In the past couple of months, I’ve been experimenting with using agentic coding tools like Claude Code for “non-code” activities; Strategic planning, writing user stories, drafting technical documentation, and even planning meals (for picky kids) and weekly grocery shopping at home.
This “agent as coworker” model has been further validated by the recent release of Claude Cowork, which highlights how the interaction model with AI agents is evolving quickly.
The “Local Context” Advantage
One reason I’ve found tools like Claude Code (CLI) to be far superior for this work compared to web-based alternatives like Claude Projects or Gemini Gems is the power of the local folder workspace.
In a web interface, maintaining context is fiddly. You have to upload files, manage a distinct “knowledge base,” and hope the model references the right things. In a local workflow, you have a “ground truth” - your file system.
- Drop-and-Go: You can just drop relevant files (PDFs, images, text) into a folder.
- Easy Edits: You can use IDEs and familiar tools like VS Code to edit the files.
- Clean Context: Each task can be a new context (potentially leveraging summarised file output from a previous session), ensuring the model isn’t confused by large or stale context.
- Directed Exploration: You can point the agent to specific areas of interest (
/docs/my-file.md,/strategy) and it can self-direct, exploring the file structure autonomously to find what it needs.
It matches how we actually work: dynamic, file-centric, and iterative.
The Friction Point
There was one major friction point in this workflow - sharing output.
Agents and LLMs love Markdown. It’s the standard for their reasoning and output. While Markdown is readable for us tech folks, it’s a stumbling block for non-technical stakeholders.

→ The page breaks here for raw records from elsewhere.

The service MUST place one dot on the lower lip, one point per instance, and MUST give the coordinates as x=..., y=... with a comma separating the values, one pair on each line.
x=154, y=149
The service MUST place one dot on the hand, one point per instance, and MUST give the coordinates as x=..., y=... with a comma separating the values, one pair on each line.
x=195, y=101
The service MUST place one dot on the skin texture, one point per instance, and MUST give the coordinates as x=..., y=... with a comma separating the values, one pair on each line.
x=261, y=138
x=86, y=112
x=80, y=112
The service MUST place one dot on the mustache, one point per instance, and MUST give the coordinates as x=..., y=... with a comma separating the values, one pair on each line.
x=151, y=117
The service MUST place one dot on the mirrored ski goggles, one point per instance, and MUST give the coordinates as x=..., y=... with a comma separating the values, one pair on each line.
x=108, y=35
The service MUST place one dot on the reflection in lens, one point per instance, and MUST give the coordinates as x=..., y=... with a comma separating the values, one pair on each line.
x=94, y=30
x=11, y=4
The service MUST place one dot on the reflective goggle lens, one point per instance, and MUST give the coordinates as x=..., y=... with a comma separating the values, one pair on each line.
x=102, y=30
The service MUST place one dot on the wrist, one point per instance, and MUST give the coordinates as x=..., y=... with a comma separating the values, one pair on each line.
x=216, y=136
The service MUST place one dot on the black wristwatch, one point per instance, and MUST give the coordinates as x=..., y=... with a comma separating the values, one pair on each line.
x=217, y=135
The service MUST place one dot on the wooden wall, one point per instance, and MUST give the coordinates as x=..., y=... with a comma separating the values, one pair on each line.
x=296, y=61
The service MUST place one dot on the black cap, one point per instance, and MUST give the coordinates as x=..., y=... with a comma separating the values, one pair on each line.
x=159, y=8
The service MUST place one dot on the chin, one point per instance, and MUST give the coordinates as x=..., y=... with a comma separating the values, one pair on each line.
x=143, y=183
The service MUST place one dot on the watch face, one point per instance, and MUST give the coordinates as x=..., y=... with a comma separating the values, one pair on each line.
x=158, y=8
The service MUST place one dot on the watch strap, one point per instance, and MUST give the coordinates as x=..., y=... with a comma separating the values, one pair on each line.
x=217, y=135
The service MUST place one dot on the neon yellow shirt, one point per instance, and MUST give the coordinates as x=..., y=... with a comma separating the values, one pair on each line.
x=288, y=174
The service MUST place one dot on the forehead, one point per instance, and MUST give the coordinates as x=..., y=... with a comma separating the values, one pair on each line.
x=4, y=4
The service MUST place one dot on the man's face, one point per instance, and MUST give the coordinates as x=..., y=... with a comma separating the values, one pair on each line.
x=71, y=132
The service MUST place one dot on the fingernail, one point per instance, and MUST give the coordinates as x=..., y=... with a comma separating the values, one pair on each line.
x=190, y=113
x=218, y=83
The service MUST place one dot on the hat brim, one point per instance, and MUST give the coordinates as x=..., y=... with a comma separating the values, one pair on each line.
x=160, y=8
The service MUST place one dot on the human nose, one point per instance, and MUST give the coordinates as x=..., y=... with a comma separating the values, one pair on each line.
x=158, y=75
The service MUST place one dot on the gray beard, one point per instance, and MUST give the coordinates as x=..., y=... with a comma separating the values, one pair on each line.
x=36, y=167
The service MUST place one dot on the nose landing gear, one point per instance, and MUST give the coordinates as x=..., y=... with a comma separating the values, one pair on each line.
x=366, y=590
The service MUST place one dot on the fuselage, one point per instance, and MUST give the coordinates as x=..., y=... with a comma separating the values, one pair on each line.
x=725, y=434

- My partner doesn’t want a Markdown table for the weekly meal plan; she wants a readable document.
- My business stakeholders don’t want to decipher raw MermaidJS text to understand a strategy diagram; they want to see the visual chart.
I needed a way to bridge this gap without leaving my terminal workflow. I wanted to turn these “agent artifacts” into professional, well-typeset, shareable documents (PDFs) instantly.
The Solution
To solve this, (Claude and) I created a utility called mdtype.
mdtype is a simple CLI tool that converts Markdown files into polished, styled PDFs. It works by transpiling your Markdown into Typst source code. Typst is a modern, open-source typesetting system, a faster, more approachable alternative to LaTeX that produces great looking print documents. mdtype handles the complexity of this conversion (including rendering Mermaid diagrams) so you just get a nice looking document.
- Mermaid Diagrams: It automatically renders Mermaid code blocks into visual diagrams within the PDF.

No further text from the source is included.